In 2016, it was announced that a new A$27 million training facility would be built. In April 2022, the Specialist Training Facility opened, it cost nearly A$60 million to build and has three firing ranges and a combat range.

Since 2016, several former Australian Army commandos from the 2nd Commando Regiment have completed a lateral-transfer program to become SOG operators. The program requires that they graduate from the police academy the same as ordinary police recruits.

==Equipment==
Since its inception the SOG wore an iconic black uniform synonymous of the SOG. In 2021, the uniform colour changed to khaki. The SOG use a variety of specialised weapons and equipment including the Smith & Wesson M&P pistol, SIG MCX SBR rifle, Remington 12-gauge shotguns, sniper rifles and 40 mm grenade launcher.

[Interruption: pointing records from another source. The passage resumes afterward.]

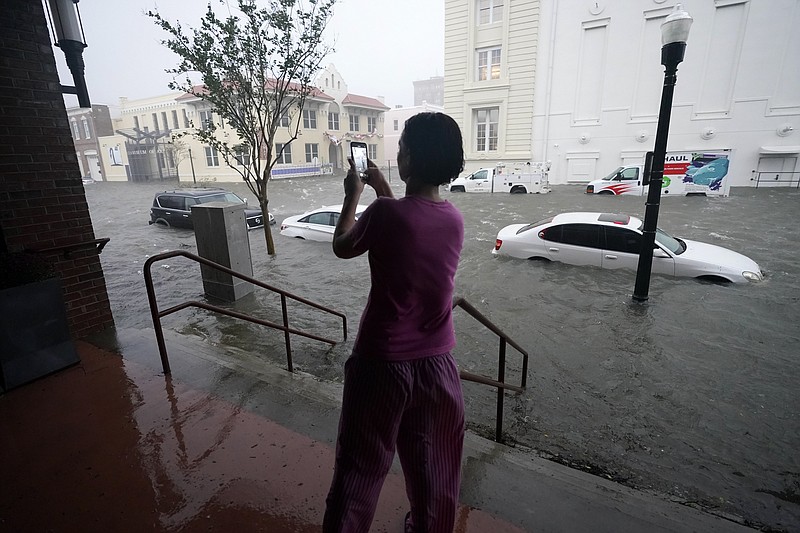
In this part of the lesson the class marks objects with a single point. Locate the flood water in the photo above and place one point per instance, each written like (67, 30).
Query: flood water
(692, 395)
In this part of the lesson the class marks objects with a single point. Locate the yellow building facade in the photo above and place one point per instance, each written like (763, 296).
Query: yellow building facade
(152, 137)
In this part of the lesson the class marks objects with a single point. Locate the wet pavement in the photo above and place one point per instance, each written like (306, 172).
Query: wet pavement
(114, 445)
(693, 395)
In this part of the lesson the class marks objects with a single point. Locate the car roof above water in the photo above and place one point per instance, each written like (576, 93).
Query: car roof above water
(605, 219)
(198, 191)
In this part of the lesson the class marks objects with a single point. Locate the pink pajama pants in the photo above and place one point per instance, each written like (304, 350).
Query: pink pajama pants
(415, 407)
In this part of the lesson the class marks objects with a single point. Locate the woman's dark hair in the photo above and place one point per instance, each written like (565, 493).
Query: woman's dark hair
(434, 148)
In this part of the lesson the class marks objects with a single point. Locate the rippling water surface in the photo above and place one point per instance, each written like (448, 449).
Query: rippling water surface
(693, 394)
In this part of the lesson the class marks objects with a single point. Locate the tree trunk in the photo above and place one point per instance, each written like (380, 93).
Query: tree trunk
(263, 200)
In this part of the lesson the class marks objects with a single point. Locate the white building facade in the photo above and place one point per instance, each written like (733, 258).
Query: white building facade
(490, 58)
(596, 88)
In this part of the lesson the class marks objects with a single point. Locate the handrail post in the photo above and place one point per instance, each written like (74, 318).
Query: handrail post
(286, 336)
(151, 297)
(501, 377)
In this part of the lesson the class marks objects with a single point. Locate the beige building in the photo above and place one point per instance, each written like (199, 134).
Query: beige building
(395, 120)
(490, 66)
(87, 125)
(579, 85)
(143, 146)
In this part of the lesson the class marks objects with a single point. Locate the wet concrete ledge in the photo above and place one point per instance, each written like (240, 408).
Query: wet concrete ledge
(114, 445)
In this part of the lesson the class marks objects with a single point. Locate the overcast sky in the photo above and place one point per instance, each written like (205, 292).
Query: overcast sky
(381, 46)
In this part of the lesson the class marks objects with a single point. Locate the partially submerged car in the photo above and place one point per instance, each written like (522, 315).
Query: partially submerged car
(609, 240)
(316, 225)
(174, 208)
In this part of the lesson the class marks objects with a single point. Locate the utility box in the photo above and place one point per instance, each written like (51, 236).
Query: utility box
(221, 234)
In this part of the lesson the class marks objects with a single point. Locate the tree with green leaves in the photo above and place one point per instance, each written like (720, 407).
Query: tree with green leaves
(254, 68)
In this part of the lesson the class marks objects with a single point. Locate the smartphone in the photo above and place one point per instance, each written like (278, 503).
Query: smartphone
(358, 151)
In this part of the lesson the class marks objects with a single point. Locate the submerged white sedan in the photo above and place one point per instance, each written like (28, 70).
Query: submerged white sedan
(316, 225)
(608, 240)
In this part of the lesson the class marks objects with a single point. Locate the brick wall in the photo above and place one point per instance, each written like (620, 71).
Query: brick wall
(42, 201)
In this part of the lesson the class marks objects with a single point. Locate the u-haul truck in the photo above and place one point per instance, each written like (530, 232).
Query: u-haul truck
(685, 173)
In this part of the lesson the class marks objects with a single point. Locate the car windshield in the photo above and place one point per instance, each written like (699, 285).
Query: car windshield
(613, 174)
(673, 244)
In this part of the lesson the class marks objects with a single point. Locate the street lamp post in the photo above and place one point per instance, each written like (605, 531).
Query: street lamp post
(674, 33)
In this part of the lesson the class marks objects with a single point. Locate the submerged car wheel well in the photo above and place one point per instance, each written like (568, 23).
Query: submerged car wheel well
(717, 280)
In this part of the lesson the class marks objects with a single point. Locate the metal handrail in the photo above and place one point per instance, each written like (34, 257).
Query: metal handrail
(97, 244)
(793, 176)
(157, 315)
(499, 383)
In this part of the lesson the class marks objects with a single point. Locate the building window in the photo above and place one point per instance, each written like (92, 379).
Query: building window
(486, 121)
(206, 119)
(489, 64)
(312, 152)
(310, 119)
(333, 121)
(284, 152)
(212, 157)
(87, 132)
(490, 11)
(242, 155)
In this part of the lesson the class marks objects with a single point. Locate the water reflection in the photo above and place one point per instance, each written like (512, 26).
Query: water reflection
(692, 394)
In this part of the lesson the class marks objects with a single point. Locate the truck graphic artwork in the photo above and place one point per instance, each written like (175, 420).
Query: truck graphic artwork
(685, 173)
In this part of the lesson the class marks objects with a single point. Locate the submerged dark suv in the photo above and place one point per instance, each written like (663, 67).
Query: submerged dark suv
(174, 208)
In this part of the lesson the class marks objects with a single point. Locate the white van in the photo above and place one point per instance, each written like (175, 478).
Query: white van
(685, 174)
(530, 179)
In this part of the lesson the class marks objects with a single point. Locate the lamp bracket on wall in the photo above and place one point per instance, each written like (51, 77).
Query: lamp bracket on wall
(65, 21)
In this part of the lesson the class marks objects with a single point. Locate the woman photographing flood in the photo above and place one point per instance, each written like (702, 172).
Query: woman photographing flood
(402, 390)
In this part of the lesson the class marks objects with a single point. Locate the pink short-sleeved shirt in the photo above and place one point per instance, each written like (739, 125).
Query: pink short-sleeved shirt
(413, 247)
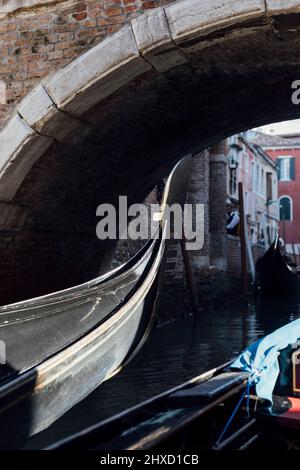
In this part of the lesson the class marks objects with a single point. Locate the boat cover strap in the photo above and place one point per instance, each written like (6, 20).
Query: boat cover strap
(261, 358)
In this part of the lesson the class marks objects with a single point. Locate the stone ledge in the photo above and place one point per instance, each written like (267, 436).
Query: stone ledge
(154, 40)
(282, 7)
(189, 19)
(40, 113)
(96, 74)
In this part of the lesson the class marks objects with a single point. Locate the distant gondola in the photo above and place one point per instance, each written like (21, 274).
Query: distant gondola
(252, 403)
(61, 346)
(274, 275)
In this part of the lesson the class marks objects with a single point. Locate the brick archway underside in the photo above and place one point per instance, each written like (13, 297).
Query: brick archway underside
(115, 119)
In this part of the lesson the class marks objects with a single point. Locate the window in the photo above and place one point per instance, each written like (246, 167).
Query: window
(246, 162)
(269, 187)
(257, 179)
(286, 208)
(286, 168)
(232, 182)
(2, 92)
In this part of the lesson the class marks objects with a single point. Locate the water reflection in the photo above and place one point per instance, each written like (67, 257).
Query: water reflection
(174, 353)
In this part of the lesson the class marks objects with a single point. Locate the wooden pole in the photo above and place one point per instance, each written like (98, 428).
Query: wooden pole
(243, 243)
(189, 275)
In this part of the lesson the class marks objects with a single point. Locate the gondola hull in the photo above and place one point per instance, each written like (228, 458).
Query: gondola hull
(60, 347)
(273, 274)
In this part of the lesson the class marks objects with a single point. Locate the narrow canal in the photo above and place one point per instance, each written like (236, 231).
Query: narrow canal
(174, 353)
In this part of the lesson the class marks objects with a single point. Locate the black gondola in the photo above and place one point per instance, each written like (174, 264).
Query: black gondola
(61, 346)
(274, 275)
(245, 404)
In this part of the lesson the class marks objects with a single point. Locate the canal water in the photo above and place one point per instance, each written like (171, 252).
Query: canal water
(174, 353)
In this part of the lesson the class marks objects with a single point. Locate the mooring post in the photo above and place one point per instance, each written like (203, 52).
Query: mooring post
(189, 275)
(243, 243)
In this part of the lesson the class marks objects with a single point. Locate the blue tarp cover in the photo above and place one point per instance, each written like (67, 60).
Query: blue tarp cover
(261, 358)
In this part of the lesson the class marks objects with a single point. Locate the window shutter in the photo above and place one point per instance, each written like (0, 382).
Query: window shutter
(278, 168)
(292, 168)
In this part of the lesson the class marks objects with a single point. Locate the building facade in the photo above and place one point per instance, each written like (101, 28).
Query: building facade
(285, 153)
(250, 164)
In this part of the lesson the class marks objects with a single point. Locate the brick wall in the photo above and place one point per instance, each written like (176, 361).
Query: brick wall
(35, 42)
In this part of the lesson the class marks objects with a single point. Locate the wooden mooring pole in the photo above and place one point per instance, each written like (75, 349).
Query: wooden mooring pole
(243, 244)
(191, 285)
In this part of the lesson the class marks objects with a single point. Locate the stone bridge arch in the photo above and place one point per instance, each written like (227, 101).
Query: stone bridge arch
(173, 80)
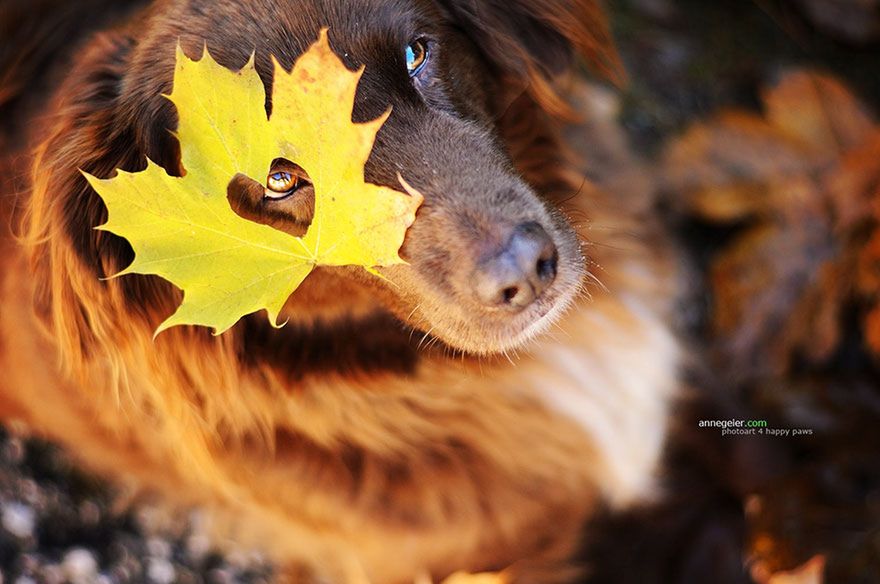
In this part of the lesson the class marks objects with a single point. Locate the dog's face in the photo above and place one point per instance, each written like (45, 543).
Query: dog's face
(489, 263)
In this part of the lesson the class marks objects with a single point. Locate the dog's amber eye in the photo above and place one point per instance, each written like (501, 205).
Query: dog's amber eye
(285, 178)
(280, 183)
(416, 56)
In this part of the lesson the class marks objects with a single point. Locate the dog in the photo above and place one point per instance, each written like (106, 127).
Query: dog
(466, 412)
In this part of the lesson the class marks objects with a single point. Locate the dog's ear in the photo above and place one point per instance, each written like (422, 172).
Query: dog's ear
(90, 131)
(525, 37)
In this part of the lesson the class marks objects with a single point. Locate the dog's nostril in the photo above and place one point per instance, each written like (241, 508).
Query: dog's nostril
(510, 293)
(546, 267)
(520, 271)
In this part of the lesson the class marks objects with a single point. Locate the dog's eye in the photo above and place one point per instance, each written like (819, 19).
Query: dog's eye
(284, 179)
(416, 56)
(280, 183)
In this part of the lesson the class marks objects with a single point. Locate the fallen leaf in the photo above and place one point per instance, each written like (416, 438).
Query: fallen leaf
(183, 228)
(484, 578)
(810, 572)
(801, 183)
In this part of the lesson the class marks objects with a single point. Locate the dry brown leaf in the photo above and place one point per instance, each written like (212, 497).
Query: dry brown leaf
(805, 179)
(812, 572)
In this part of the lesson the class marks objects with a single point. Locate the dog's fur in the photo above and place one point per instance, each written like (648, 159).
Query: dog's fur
(342, 442)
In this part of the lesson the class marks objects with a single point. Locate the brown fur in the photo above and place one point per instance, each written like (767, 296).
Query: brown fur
(380, 457)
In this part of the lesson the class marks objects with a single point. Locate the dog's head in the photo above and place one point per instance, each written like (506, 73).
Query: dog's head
(489, 261)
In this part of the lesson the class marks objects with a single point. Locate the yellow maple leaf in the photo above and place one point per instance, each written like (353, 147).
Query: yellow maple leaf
(183, 228)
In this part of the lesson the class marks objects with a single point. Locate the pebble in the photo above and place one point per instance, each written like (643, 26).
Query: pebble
(18, 519)
(80, 566)
(160, 571)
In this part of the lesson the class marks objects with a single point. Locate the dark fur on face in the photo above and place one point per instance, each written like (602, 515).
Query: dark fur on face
(442, 137)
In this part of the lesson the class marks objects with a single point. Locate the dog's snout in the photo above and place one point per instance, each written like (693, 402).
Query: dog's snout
(515, 276)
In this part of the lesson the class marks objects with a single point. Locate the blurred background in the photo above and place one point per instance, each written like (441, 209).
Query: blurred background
(751, 124)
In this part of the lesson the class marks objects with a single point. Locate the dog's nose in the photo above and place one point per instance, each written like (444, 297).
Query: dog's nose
(519, 272)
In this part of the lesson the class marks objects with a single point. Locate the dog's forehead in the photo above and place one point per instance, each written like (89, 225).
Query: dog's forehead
(357, 28)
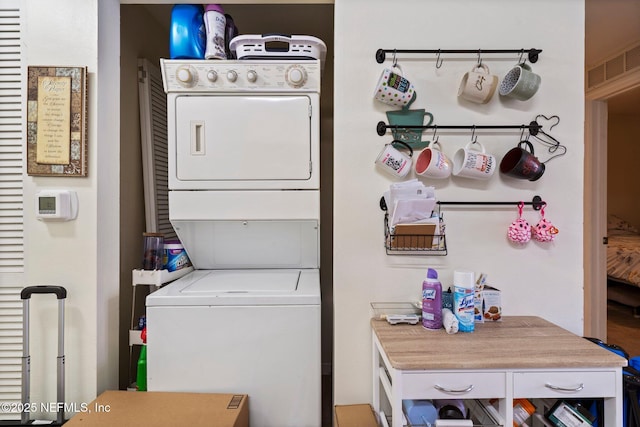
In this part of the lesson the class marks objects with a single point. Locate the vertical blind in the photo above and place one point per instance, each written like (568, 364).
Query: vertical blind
(11, 203)
(153, 129)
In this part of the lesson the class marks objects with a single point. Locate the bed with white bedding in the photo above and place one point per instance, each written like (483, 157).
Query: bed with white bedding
(623, 263)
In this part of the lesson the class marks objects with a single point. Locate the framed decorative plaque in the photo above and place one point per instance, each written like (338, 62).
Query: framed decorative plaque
(57, 121)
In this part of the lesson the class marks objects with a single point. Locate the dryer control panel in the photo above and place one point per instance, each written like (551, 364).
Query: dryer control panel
(202, 76)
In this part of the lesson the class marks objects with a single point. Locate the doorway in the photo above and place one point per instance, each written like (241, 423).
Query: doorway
(620, 96)
(609, 27)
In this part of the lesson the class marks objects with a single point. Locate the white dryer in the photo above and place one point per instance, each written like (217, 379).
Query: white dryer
(244, 200)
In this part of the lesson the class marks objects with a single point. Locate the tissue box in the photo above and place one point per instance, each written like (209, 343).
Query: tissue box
(413, 236)
(491, 304)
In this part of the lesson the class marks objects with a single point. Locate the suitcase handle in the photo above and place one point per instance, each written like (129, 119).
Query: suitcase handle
(61, 293)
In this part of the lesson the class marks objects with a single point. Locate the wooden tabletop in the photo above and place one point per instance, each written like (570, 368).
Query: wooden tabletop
(524, 342)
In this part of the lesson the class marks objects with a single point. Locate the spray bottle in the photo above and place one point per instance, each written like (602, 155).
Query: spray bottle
(432, 301)
(463, 306)
(141, 378)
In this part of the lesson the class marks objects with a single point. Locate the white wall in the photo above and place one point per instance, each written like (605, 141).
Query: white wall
(79, 255)
(539, 279)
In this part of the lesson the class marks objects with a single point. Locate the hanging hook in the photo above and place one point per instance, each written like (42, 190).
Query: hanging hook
(438, 60)
(522, 138)
(554, 117)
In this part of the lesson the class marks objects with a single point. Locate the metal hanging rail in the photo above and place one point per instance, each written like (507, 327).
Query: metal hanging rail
(533, 127)
(537, 203)
(532, 54)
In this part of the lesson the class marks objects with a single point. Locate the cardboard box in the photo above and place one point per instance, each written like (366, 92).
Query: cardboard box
(162, 409)
(491, 304)
(355, 416)
(416, 236)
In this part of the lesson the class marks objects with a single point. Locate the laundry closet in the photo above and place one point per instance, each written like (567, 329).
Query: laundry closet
(145, 34)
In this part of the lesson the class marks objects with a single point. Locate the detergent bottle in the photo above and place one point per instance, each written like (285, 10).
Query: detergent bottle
(141, 380)
(432, 301)
(187, 37)
(215, 23)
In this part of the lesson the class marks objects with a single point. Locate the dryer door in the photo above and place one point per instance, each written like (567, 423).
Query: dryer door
(243, 142)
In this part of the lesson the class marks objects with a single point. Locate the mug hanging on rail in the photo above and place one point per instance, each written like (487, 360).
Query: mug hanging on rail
(393, 161)
(522, 164)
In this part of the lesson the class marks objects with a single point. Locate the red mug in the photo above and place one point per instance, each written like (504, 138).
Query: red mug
(522, 164)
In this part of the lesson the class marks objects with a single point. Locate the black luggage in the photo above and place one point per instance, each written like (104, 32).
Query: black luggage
(27, 407)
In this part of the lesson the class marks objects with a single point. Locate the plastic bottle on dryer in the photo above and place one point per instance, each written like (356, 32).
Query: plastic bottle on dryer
(141, 375)
(187, 37)
(432, 301)
(463, 307)
(215, 23)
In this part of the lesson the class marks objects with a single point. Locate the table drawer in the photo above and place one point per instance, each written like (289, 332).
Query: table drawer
(443, 385)
(567, 384)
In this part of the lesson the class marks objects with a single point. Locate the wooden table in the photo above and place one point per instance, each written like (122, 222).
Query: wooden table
(520, 357)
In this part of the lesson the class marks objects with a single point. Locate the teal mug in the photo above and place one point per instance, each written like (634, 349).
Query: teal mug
(412, 136)
(520, 83)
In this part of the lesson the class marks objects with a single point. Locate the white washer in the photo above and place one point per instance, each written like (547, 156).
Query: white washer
(252, 332)
(244, 199)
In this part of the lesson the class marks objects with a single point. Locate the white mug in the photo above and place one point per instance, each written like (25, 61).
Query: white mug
(432, 162)
(394, 89)
(473, 162)
(393, 161)
(520, 83)
(478, 85)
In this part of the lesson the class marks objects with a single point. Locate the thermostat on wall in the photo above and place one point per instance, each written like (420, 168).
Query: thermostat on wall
(56, 205)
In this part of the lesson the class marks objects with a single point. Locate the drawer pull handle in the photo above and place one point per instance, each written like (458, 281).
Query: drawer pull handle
(554, 387)
(453, 390)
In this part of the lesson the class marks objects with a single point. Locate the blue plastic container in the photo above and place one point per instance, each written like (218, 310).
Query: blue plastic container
(187, 38)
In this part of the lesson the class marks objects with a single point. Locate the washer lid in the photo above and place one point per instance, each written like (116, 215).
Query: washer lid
(241, 287)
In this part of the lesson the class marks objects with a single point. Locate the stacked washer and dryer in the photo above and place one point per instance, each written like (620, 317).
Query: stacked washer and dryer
(244, 199)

In July 2018, the SOG took delivery of two Lenco BearCat armoured rescue vehicles, one funded by the Victorian Government and the other purchased by Victoria Police, to replace their older model BearCat. In April 2013, the SOG had taken delivery of a BearCat funded by the federal government. The BearCat had replaced a Canadian made Armet Armored Vehicles Balkan Mk7 that had been in service since 2009. The Balkan had replaced their first armoured vehicle, a British made Composite Armoured Vehicle (CAV) 100 Land Rover Defender, acquired in 1995 after being imported for trialling by the Special Air Service Regiment. In 2016, the acquisition of three new ballistic rated vehicles was announced.